First, because Flaubert’s Madame Bovary was banned in France in 1856 for going against public morals. His voyage to Egypt inspired Mme. Bovary and he was transformed as a writer into a realist. Second, because the book tells us as much about 1849 Egypt as it does about Flaubert. Third, Shereen ElFekki’s Sex and the Citadel says that

“Flaubert proceeded to fuck his way up the Nile.”

flaubertegyptThis should ignite anyone’s curiosity to read it.

Flaubert in Egypt is both travel literature and erotica, leaning more on the erotica side. With this year’s best-selling Fifty Shades trilogy, which caused worldwide upheaval, it seems racy passionate letters never seem to fall out of fashion.

As an Egyptian, I couldn’t help but be offended by Flaubert’s colonialist perspective of Egypt and automatic assumption that the native culture is uncivilized – from his constant reference to Egyptians as “negroes” to his arrogant view that he could convince France to conquer Egypt and that it could be easily done in a week.

Flaubert and his travel companion Maxime Du Camp were both 27 years old at the time. This voyage led to the first ever publishing of photographs of Egypt by Du Camp, who many claim transformed Egypt into a real tourism destination.
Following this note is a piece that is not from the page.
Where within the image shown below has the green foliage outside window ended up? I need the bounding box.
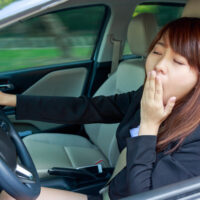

They traveled by boat to Alexandria where they started their journey, then went by steamboat to Cairo and all the way down to Luxor and Aswan. This tour is still done now. Today’s experience would still be similar, with Egypt’s timeless beauty, the exquisite silence of the Nile and of course the monuments.

Spoiler alert: It’s not surprising that at the end of all these raunchy sexual adventures, Flaubert and Du Camp end up getting syphilis.

The fascination for me, however, comes from the constants between Flaubert’s 1849 and our 2013: the Khamaseen, the devotion of the Copts, the weather, the burning desert sun, the Pharaonic temples and monuments, the attitudes of Egyptians towards foreigners (khawaga), the European quarter Ezbekiya, which in modern day Cairo might lie in Maadi or Zamalek. Even in 1850, people were leaving Egypt in disgust because the country was falling into ruin at the hands of Abbas Pacha, the tyrant.

Maxime Du Camp's photograph of the Sphinx in 1849
Maxime Du Camp’s photograph of the Sphinx in 1849

East for the British was India, but for the French it was Egypt. Although the British were in Egypt longer than the French, there always remained a special connection between France and Egypt. Edward Said in Orientalism (1979) analyzes Flaubert’s relationship with the courtesan Kuchuk Hanem and how it shows the imperialistic perspective of the French.

A complete opposite contrast to Flaubert is the nonfiction travel biography of Gertrude Bell by Janet Wallach (2010). As the first woman graduating from Oxford in History during the same decade that Flaubert was in Egypt, she was designated by the British Empire to map, divide and research the Middle East. Desert Queen: The Extraordinary Life of Gertrude Bell: Adventurer, Adviser to Kings, Ally of Lawrence of Arabia, gives a completely different perspective, albeit still colonialist, of what Egypt was like in the same time period.

Through all the ups and downs in our history, I leave you with my favorite quote from Flaubert in Egypt because it is one of the things that remains true:

“Egypt is a great place for contrasts: Splendid things gleam in the dust”.